陽出る処の書紀

忘れないこの気持ち、綴りたいあの感動──そんな想いをかたちに。葉を見て森を見ないひとの思想録。

氷上の王者、威風堂々の舞

2010-10-25 | フィギュアスケート・スポーツ
史上初めてフィギュアスケートGPシリーズの開幕戦となった今年のNHK杯は、女子では波乱を巻き起こすいっぽうで、男子はエース高橋大輔選手が堅調な成果を手にした。
ショートプログラムで首位になったため最終滑走となるが、まさに最後を締めくくるにふさわしい大舞台だった。

フリーもSPとなじくラテン系の曲目で、情熱を銀盤に思いきりぶつけた。
情感たっぷりな演技の入りから、観衆は皆ひきこまれただろう。最初の大技四回転をみごとに成功させた。その後もトリプルトゥーループ、そしてループの連続を優雅に決めていく。
髪の毛が逆立ってしまうほどの高速のスピンを氷上の中央で見せたかと思えば、客席近くに迫って猛烈に表現力をアピール。
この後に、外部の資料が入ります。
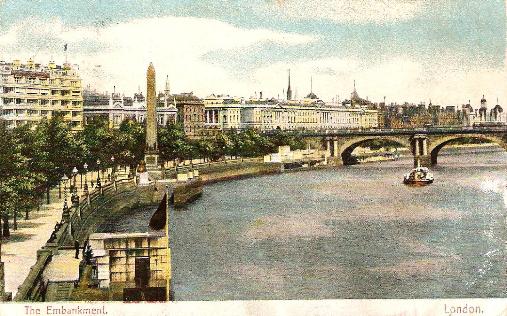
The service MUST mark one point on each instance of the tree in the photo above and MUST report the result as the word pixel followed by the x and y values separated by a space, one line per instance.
pixel 129 142
pixel 59 150
pixel 173 144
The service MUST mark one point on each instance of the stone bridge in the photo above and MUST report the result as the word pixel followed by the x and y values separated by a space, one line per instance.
pixel 424 143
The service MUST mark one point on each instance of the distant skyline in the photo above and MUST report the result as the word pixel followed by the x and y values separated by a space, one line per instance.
pixel 446 51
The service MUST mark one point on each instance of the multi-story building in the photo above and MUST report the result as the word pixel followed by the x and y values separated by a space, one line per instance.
pixel 30 92
pixel 222 112
pixel 116 108
pixel 190 113
pixel 269 114
pixel 286 116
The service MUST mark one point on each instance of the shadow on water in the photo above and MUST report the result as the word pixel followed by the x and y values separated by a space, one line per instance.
pixel 350 232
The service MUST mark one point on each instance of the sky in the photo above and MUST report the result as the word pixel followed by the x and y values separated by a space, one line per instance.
pixel 448 51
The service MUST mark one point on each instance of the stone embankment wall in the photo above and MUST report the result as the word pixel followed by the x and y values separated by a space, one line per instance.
pixel 94 209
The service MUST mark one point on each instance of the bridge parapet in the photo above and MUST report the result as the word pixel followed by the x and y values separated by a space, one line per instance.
pixel 424 143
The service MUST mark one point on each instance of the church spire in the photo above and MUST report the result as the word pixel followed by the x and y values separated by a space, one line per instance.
pixel 289 90
pixel 167 89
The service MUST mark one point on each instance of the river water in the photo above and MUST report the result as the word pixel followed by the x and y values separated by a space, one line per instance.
pixel 349 232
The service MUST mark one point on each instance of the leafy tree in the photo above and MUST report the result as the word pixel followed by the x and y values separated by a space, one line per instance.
pixel 129 142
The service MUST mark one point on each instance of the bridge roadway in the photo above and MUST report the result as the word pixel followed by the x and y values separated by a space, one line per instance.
pixel 425 143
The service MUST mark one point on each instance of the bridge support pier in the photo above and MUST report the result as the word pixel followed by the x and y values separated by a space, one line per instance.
pixel 420 150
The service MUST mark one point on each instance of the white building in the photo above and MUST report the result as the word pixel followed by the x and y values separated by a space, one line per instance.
pixel 30 92
pixel 117 108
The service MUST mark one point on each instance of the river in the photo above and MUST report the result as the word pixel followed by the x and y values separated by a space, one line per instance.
pixel 348 232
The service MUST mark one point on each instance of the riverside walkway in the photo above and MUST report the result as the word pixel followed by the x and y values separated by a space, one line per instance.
pixel 19 251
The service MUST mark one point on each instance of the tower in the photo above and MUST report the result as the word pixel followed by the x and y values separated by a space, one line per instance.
pixel 167 92
pixel 151 151
pixel 289 90
pixel 483 110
そして、バンクーバー五輪(氷上のエース、初快挙!(前))でも、世界選手権(氷上のエース、黄金のステップ)でも披露したあの途切れることのない華麗な、あまりに華麗なステップ。柳のようにしなるからだに、足先のみごとなエッジワーク。花を抱えて天を仰ぎ見るかのようなスパイラル。どの要素ひとつとってもすばらしく、一秒足りとて目が離せない。
終盤にスタミナ切れからか、惜しくもサルコー直後のジャンプが一回転に終わり、転倒もしてしまったものの、持ち直してのラストは高速のスピンから竜巻が解けたかのようなけれん味たっぷりの決めポーズ。もし時間の制約がなければ、永遠に欲しいまま踊っていてほしいとすら望む力強い舞台だった。
これでハイスコアが引き出せないほうがおかしいと言わんばかりの圧巻の演技。156.35点を叩きだし、234.79点で、NHK杯三年ぶり三度目の栄冠に返り咲いた。
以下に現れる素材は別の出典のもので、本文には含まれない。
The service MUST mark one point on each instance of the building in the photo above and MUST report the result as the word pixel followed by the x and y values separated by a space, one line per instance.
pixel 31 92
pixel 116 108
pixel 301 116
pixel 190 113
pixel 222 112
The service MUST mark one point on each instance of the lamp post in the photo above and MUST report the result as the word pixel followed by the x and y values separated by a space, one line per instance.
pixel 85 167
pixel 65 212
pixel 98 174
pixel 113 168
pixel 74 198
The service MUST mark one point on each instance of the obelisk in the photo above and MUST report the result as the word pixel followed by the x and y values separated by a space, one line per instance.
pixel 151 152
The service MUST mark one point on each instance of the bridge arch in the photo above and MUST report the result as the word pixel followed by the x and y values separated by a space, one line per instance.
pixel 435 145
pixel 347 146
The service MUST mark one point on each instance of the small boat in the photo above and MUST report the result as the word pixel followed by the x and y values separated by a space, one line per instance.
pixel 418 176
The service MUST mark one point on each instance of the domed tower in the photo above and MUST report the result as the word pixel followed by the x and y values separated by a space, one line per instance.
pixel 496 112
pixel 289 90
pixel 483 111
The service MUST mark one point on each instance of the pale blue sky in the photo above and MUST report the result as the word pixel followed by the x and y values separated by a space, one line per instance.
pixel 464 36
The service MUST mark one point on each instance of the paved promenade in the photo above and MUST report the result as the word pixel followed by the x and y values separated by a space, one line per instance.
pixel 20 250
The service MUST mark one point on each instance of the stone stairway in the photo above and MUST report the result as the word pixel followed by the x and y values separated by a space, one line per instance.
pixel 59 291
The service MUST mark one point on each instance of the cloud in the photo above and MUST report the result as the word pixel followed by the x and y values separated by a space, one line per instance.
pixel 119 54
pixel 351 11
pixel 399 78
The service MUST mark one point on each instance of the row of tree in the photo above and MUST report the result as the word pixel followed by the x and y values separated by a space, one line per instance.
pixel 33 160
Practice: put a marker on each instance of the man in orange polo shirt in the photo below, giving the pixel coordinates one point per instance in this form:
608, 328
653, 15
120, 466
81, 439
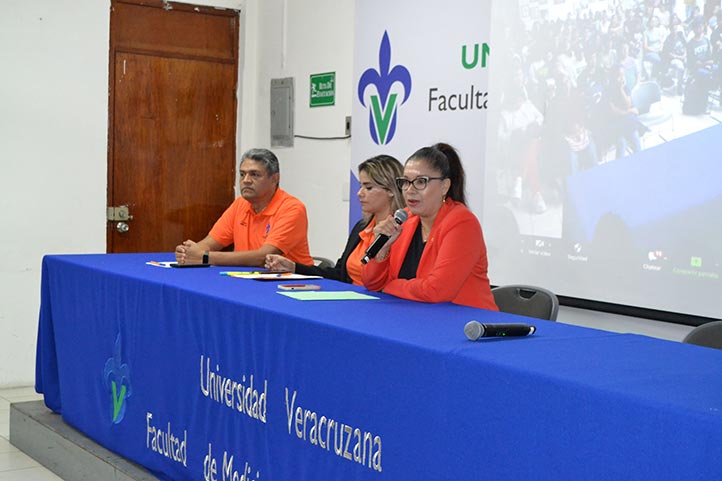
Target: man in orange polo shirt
264, 220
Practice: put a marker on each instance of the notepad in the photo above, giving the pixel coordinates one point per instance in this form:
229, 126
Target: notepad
328, 295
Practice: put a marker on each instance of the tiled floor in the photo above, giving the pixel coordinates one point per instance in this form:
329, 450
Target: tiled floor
15, 465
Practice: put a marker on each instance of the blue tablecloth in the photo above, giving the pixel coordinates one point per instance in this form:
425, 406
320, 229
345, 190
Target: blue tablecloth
201, 376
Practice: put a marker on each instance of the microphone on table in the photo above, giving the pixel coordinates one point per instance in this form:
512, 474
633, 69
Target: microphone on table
475, 330
400, 217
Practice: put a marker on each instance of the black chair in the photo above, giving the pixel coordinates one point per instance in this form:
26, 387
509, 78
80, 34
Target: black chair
707, 335
322, 262
527, 301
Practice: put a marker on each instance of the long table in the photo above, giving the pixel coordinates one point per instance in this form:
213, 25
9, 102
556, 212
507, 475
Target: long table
197, 375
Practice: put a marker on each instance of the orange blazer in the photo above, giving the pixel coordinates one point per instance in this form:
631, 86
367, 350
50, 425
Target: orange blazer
453, 267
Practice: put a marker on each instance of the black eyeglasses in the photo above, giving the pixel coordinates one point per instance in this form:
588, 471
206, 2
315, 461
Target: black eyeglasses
419, 183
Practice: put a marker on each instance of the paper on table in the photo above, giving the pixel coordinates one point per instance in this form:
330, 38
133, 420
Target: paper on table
283, 276
165, 264
328, 295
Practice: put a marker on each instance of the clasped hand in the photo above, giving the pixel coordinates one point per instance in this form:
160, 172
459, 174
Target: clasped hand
188, 252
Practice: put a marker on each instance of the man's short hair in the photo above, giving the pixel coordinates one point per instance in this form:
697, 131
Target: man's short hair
265, 156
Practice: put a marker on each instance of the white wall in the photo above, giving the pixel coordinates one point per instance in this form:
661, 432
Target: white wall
53, 140
294, 38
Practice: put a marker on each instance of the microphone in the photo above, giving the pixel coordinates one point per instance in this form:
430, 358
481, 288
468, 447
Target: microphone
400, 217
474, 330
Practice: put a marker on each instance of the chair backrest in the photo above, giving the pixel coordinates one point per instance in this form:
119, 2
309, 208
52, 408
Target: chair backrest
707, 335
527, 301
323, 262
644, 94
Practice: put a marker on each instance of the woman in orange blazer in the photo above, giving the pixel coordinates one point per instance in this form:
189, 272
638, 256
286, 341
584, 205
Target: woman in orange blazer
438, 254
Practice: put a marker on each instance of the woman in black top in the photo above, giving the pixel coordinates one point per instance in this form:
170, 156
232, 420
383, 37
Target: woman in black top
380, 197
ライサチェクもプルシェンコも欠いた今季、世界選手権王者の貫禄をみせつけた日本の二十四歳。
さすがとしか言いようがない。

対する日本の新人、村上佳菜子とおなじく昨季ジュニアGPシリーズの覇者・羽生結弦選手も、十五歳ながらめざましい存在感を残した試合だった。
あのジョニー・ウィアーがデザインした(驚)といういささか妖艶ないでたちで臨んだ舞台に選んだ曲は、哀切な響きからはじまる「ツィゴイネルワイゼン」
序盤の四回転を堂々と成功させると、トリプルルッツ・ダブルトゥループを楽々と跳んだ。
まだ169センチのからだを長い手足がひときわ大きく見せ、ばねが入ったかのような柔らかさ。決してベテラン勢に混じっても見劣りはしまい。
だが、惜しくも経験の差が出たのは後半のスタミナ切れだった。シニアは四分半で三十秒長い分だけ、ジュニア王者には厳しかったのか。動きが鈍くなり、踊りの切れが悪くなったのが残念。それでも終盤三回転のサルコーをきれいに終えて、大幅なミスは防いだ。
結果、フリーで138.41点をつけられて、総合で207.72点。表彰台が狙えてもおかしくない数字だった。

だが、やはり男子の世界の壁は厚い。
フランスのフローラン・アモディオ選手がマイケル・ジャクソンを熱演して、会場を大いに沸かせ、総合213.77点に追い上げる。最終的に三位。

さらに、SPで二位の全米チャンピオン、ジェレミー・アボット選手。
曲目は「ライフ・イズ・ビューティフル」
我が子を守るために嘘をつき、悲しませないために恐怖を押し殺して楽しく踊り回る健気な父親、というあの映画の雰囲気がよく醸し出されていた。
四回転を封印して──この大技に敢えて挑まない堅実さは、五輪のライサチェク同様に、米国のお家芸なのか。ちなみにコーチは佐藤有香氏──いるものの、質の高いジャンプとバランスのとれたスケーティングで演技を壮大に見せていく。ライディングも完璧で、ほぼノーミス。ベテランらしい安定感を崩さない。こころ憎いほど隙のないプログラムだった。
総合で218点となり、その直後の高橋選手の逆転を待って、二位に落ち着く。

日本人男子の三人目、十九歳の無良崇人選手は四回転に果敢にチャレンジし成功するも、表現力が時おり雑なところが惜しく、191.85点に終わって六位入賞。とはいえ、SP、フリーともに四回転を成功させるという成績を残す。十分に世界で通用するレベルの高さともいえる。

けっきょく、女子とおなじく日本人の表彰台入りは一人だけ(氷上のニューフェイス、鮮烈なデヴュー その2)となったが、羽生選手や無良選手も次のソチ五輪出場も存分に狙える実力を秘めていることが証明されたといえる。

にしても、男子はやはりダイナミックで見応えがある。日本人男性勢がすべて四回転に成功したということも、注目したいところだ。
今季からルールの変更でジャンプの失敗でも基礎点がある程度加算されることになった。バンクーバーの男子の金銀争いで、四回転を飛ばずに賢くまとめたライサチェクと、飛んで銀に泣いた王者プルシェンコがもたらした歴史的な対決は、フィギュアスケート界に革新をもたらしたといえよう。